Nepal’s Economy at a Critical Crossroads: War Shock, Crackdown on Big Industrialists, and the Race to Exit the Grey List Kathmandu. The global economy is once again entering a phase of uncertainty, and for a small, import-dependent country like Nepal, the ripple effects are becoming increasingly visible. Escalating tensions in the Middle East have pushed international oil prices upward, while domestically, a wave of strict actions against major industrialists has triggered a different kind of economic tremor. Caught between external shocks and internal policy tightening, Nepal’s economy now stands at a fragile and defining moment.
Kathmandu. The global economy is once again entering a phase of uncertainty, and for a small, import-dependent country like Nepal, the ripple effects are becoming increasingly visible. Escalating tensions in the Middle East have pushed international oil prices upward, while domestically, a wave of strict actions against major industrialists has triggered a different kind of economic tremor. Caught between external shocks and internal policy tightening, Nepal’s economy now stands at a fragile and defining moment.
The immediate impact of the Middle East conflict is being felt through rising petroleum prices. As fuel costs increase, transportation expenses surge, creating a cascading effect across the economy. Prices of essential goods—from food items to construction materials—are climbing rapidly, putting pressure on household budgets. This inflationary trend is weakening consumer purchasing power, which in turn is slowing demand in the market. What begins as an external shock is gradually spreading into domestic economic activity, raising concerns about broader slowdown.
At the same time, the government’s intensified crackdown on large industrialists and business groups has opened a new debate. Authorities have framed these actions as necessary steps to enforce financial discipline and uphold the rule of law, particularly in the context of Nepal’s efforts to exit the international financial “grey list.” Addressing financial crimes and improving transparency are indeed critical to restoring global confidence. If implemented fairly and transparently, such measures could strengthen Nepal’s financial credibility and improve its standing among international investors in the long run.

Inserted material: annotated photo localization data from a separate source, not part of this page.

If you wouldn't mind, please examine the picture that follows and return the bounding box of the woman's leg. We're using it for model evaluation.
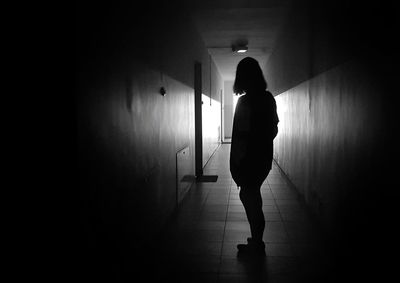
[239,185,265,242]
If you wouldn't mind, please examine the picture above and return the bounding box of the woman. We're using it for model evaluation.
[230,57,279,254]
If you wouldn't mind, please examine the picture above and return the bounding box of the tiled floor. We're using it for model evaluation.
[153,144,329,282]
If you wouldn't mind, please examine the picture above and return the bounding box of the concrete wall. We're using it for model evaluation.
[76,1,222,278]
[266,1,399,279]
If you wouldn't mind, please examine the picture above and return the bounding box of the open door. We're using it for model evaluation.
[194,62,203,177]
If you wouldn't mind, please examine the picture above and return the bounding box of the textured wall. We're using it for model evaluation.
[76,1,222,276]
[266,1,399,281]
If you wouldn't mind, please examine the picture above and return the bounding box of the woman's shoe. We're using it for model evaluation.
[237,238,265,256]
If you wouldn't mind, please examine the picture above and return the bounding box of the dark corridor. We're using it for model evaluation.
[76,0,400,282]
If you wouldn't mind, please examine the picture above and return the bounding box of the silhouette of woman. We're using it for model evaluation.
[230,57,279,255]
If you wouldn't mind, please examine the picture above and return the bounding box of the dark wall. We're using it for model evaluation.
[266,1,399,282]
[75,1,222,280]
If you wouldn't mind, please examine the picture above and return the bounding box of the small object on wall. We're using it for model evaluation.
[160,87,167,96]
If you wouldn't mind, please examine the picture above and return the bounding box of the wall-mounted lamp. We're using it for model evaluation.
[160,87,167,96]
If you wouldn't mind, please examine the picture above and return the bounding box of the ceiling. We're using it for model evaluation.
[191,0,290,81]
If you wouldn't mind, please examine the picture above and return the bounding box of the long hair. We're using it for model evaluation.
[233,57,267,94]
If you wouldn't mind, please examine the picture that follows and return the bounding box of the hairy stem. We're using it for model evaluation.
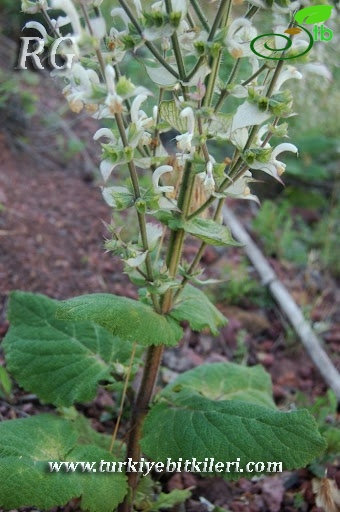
[118,345,163,512]
[118,0,179,79]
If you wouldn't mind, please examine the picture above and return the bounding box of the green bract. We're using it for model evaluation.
[0,0,330,512]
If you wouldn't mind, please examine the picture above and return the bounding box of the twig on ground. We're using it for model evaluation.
[223,207,340,400]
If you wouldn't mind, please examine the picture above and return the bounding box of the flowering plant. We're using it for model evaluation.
[0,0,324,512]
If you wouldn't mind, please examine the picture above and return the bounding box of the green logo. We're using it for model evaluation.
[250,5,333,60]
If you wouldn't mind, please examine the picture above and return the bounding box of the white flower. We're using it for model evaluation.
[105,64,123,115]
[63,63,100,113]
[176,107,195,153]
[225,171,259,203]
[152,165,174,194]
[171,0,188,20]
[131,94,154,131]
[251,142,298,179]
[110,7,130,37]
[199,161,215,194]
[176,132,193,153]
[271,142,298,176]
[133,0,142,18]
[93,128,117,145]
[225,18,257,59]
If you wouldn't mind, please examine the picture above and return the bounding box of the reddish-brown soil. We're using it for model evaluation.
[0,37,340,512]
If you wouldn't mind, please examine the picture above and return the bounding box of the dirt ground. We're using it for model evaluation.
[0,34,340,512]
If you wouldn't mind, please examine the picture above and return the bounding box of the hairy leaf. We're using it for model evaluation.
[160,363,275,409]
[170,285,227,336]
[57,293,182,345]
[141,365,325,479]
[0,414,127,512]
[3,292,131,406]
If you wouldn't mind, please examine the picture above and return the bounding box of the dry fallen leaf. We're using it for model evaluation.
[312,478,340,512]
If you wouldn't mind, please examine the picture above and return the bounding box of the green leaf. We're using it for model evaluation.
[170,284,227,336]
[0,366,12,397]
[3,291,131,406]
[57,293,183,346]
[0,414,127,512]
[141,381,325,479]
[180,217,241,247]
[150,489,191,512]
[160,363,275,409]
[294,5,333,25]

However, the short-term implications are far more complex. Large business houses form the backbone of Nepal’s economy—they are major borrowers from banks, key employers, and significant taxpayers. When such figures are arrested or placed under investigation, their businesses often face disruption. This raises immediate concerns within the banking sector. If these businesses fail to repay loans on time, non-performing loans (NPLs) could rise sharply. An increase in NPLs puts pressure on banks’ liquidity, reduces their capacity to issue new loans, and can slow down overall economic momentum.
Beyond the numbers, there is also a psychological dimension. Signals of instability in the financial system can erode public confidence. Depositors may begin to question the safety of their savings, creating unnecessary panic in extreme scenarios. While Nepal’s regulatory framework and central bank oversight make a systemic banking collapse unlikely in the near term, the risks cannot be dismissed if the situation escalates without careful management.
Employment is another critical area of concern. Large industries directly and indirectly employ thousands of workers. If these enterprises weaken or halt operations, job losses could follow. Rising unemployment would further reduce consumption, creating a negative feedback loop—lower demand leading to lower production, which in turn leads to further economic contraction.
Government revenue is also at stake. Major businesses contribute a substantial portion of tax income. A slowdown in their operations would reduce government revenue, making it harder to fund development projects, infrastructure, and social programs. Combined with external economic pressures, this could strain public finances and complicate fiscal management.
On the international front, perception matters. Frequent arrests or legal actions against major business figures could create the impression that Nepal is a difficult place to do business. This perception may discourage foreign investment, delay partnerships, and weaken trade relationships. In a global environment where capital flows toward stability, such signals can be costly.
Yet, this situation is not purely negative. There is a strong case for reform. If the government’s actions are rooted in transparency, evidence, and due process, they could clean up systemic irregularities and promote fair competition. Most importantly, progress in combating financial crime is essential for Nepal to exit the grey list. Achieving this would unlock significant long-term benefits—improved access to international finance, stronger investor confidence, and a more resilient financial system.
The real challenge lies in balance. Enforcing the law is essential, but so is maintaining a stable and predictable investment climate. If the crackdown is perceived as targeted or politically motivated, it could damage business confidence and push investors into a “wait-and-see” mode. That hesitation alone can slow economic activity even without structural damage.
In conclusion, Nepal’s economy is currently under dual pressure—external shocks from global conflict and internal uncertainty driven by policy actions. The steps taken today will have both immediate and long-term consequences. The crackdown on industrialists could either become a turning point toward a cleaner, more credible economy, or, if mishandled, deepen uncertainty and slow growth further.
The question, therefore, is not simply whether banks will collapse—it is whether Nepal can turn this moment of crisis into an opportunity for structural reform, or whether missteps will push the economy into deeper instability. The answer will shape the country’s economic trajectory in the years ahead.